Riceberry is jam-packed with nutrients.
Rhian Stephenson, nutritionist and founder of the wellness company Artah, says riceberry is actually more nutritious than your regular long-grain brown rice. “Riceberry is renowned for its antioxidant and phytonutrient content, particularly anthocyanins, which are beneficial for cognitive, cardiovascular, and metabolic health,” she explains. “It has a rich purple color and is high in multiple beneficial compounds like polyphenols and catechins [a particular type of antioxidant found in green tea]; far higher than levels found in brown rice. It’s also high in B vitamins, and notably, folate. While it’s higher in phytonutrients [than brown rice], it’s fiber profile is broadly the same.”
If you’ve got an obsessive personality like myself, you might be tempted to incorporate riceberry into every single meal from now on.
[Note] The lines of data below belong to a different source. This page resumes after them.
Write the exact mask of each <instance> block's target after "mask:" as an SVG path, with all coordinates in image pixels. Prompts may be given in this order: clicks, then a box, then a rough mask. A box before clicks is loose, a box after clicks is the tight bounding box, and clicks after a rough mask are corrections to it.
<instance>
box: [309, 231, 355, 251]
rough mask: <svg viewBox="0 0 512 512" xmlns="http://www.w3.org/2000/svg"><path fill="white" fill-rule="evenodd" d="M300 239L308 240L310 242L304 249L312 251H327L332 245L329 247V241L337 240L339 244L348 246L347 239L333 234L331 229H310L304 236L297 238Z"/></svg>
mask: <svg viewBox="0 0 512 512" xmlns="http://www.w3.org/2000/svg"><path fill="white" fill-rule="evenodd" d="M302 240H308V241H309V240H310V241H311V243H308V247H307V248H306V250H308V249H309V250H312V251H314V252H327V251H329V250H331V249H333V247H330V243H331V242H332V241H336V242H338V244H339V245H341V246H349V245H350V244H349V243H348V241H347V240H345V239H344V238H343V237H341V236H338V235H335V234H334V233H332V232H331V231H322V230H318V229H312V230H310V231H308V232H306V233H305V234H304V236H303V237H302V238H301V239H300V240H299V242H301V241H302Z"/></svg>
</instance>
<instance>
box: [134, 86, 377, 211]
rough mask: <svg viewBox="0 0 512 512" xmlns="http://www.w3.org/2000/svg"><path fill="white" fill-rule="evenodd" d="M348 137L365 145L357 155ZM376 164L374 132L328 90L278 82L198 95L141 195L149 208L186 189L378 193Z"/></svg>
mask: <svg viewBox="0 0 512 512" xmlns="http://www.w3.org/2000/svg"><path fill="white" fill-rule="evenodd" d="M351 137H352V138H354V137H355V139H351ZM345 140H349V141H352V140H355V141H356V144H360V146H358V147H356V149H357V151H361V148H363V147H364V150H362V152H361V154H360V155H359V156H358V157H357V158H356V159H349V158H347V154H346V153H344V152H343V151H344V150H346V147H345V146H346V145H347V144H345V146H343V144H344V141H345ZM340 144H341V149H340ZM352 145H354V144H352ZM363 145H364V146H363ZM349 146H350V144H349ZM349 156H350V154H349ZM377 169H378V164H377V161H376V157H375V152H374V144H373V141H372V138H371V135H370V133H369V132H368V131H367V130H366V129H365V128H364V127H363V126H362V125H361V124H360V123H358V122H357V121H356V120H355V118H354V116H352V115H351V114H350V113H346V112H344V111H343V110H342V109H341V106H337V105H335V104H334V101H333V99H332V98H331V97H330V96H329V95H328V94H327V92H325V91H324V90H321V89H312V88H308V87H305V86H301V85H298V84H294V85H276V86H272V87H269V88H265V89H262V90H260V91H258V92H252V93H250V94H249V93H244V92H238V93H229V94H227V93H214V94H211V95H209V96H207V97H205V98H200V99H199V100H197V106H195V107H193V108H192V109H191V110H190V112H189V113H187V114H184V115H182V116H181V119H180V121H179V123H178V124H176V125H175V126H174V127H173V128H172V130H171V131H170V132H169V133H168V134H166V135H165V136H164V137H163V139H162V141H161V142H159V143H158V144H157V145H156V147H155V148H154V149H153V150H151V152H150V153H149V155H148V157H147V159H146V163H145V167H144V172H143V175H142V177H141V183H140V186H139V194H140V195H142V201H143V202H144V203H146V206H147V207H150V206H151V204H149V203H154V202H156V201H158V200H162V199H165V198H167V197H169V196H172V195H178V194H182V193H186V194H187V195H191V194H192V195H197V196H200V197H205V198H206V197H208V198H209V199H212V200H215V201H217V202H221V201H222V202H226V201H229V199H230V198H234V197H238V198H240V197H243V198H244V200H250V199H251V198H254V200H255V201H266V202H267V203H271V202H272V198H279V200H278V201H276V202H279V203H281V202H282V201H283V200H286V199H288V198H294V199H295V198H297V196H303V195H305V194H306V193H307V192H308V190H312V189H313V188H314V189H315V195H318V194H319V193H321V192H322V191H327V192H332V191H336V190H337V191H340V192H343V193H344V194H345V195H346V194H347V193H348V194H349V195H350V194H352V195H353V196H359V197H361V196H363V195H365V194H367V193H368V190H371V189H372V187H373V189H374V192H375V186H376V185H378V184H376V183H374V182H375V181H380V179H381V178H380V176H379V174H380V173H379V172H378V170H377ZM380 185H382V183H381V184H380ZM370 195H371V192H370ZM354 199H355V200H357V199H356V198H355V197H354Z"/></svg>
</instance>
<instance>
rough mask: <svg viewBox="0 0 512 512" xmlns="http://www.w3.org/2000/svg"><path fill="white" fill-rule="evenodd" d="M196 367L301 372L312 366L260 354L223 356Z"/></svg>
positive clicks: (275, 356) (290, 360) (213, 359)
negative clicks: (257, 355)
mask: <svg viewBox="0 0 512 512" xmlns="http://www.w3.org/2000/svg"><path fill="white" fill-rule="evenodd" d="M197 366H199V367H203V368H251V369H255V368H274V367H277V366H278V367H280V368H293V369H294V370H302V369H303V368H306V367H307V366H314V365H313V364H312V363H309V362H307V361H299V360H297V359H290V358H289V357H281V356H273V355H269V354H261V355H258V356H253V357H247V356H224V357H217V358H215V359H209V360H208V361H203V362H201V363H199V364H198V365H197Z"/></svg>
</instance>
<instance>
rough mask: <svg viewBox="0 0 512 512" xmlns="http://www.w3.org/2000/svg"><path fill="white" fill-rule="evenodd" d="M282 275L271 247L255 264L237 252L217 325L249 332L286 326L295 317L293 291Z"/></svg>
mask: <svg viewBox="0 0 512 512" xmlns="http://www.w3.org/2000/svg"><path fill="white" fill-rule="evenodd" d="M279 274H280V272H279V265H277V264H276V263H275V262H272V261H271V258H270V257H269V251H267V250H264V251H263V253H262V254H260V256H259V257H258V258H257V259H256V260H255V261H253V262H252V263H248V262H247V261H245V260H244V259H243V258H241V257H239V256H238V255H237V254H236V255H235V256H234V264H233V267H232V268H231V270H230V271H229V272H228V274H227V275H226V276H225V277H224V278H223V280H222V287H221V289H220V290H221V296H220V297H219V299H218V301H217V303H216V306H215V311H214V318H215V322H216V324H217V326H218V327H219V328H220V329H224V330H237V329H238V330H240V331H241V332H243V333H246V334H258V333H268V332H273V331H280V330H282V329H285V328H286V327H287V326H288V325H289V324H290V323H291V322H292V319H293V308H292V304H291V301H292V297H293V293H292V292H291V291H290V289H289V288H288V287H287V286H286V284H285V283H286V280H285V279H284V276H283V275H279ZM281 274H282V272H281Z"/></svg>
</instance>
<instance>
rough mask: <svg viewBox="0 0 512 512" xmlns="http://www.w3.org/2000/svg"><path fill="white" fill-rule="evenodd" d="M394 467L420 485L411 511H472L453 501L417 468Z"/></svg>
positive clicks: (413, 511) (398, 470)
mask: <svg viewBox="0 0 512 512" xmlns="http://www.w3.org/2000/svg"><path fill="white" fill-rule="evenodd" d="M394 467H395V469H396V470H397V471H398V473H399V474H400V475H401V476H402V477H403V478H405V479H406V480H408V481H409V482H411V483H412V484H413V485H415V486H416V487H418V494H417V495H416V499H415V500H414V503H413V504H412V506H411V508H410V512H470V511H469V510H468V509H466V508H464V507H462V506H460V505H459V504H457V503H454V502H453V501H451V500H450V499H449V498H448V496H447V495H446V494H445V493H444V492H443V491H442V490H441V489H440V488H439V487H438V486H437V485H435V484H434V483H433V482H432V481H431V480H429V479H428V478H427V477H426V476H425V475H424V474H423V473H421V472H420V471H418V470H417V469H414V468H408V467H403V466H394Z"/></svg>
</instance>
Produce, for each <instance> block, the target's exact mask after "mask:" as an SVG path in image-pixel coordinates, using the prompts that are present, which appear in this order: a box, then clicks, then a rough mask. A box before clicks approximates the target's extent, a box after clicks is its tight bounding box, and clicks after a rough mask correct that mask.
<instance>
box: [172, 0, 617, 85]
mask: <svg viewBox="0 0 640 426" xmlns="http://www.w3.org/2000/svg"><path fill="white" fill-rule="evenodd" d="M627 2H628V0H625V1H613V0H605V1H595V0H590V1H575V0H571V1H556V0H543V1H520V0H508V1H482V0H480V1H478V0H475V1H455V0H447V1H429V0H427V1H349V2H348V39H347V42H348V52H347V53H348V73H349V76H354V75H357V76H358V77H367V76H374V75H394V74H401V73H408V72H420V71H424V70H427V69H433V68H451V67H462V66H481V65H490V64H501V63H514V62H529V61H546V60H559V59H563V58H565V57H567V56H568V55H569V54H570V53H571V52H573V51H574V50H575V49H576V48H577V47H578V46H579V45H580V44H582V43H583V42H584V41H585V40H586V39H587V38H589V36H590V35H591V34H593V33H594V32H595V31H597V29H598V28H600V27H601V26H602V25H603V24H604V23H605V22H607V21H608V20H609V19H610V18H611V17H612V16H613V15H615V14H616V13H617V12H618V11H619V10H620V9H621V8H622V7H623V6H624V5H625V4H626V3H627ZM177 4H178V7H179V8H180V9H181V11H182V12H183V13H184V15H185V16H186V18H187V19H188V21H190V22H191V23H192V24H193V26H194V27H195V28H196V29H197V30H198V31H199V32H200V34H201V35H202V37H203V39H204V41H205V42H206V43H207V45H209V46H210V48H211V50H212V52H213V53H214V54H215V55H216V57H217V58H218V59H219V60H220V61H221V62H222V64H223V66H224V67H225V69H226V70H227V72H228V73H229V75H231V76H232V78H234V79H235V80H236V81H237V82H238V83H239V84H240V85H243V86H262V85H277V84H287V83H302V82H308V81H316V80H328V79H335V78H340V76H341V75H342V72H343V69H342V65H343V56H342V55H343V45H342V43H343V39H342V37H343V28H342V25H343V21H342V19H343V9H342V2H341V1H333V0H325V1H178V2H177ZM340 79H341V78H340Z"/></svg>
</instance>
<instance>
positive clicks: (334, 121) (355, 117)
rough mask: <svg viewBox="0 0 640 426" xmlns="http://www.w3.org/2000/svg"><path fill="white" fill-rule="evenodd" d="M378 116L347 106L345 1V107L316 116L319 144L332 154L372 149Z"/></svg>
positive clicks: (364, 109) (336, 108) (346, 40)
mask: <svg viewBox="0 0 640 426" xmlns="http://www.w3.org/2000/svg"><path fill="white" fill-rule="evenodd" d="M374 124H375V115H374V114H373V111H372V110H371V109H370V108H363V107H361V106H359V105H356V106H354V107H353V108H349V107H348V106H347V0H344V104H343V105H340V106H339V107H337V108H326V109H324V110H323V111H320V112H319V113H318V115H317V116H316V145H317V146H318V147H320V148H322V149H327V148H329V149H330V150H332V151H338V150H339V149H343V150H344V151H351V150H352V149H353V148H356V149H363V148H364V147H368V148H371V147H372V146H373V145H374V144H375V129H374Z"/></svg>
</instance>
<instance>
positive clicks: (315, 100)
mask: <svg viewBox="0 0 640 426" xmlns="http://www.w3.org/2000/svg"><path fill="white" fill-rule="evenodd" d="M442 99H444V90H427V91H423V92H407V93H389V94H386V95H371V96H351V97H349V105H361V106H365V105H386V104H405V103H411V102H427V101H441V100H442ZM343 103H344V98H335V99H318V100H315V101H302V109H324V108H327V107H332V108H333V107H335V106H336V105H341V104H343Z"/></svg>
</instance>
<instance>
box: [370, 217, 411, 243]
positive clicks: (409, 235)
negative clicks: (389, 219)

Riceberry for breakfast! Riceberry for lunch! Riceberry for, somehow, dessert? But don’t go completely over the top. The rice is pretty expensive in comparison to other types, and not super easy to get hold of (the fact my local Thai takeaway does it feels like a small miracle). But still, if you find a reliable online stockist, it can be a great alternative to “less nutrient-dense foods like white pasta, white rice, white bread”, says Stephenson. And you don’t always have to opt for riceberry if you’re looking for similar benefits. “You can also go for black rice, red rice, and wild rice to mix it up and get similar phytonutrients [compounds found in plants that can have health benefits for humans],” Stephenson adds. And when you’re finally sick of rice? “You can also use black beans to get a good hit of beneficial flavonoids.”
So there you have it. A way to make those rice dishes a bit more interesting, while also feeling smug that your curry dinner is super healthy, actually. Plus, it looks pretty, which always helps, doesn’t it?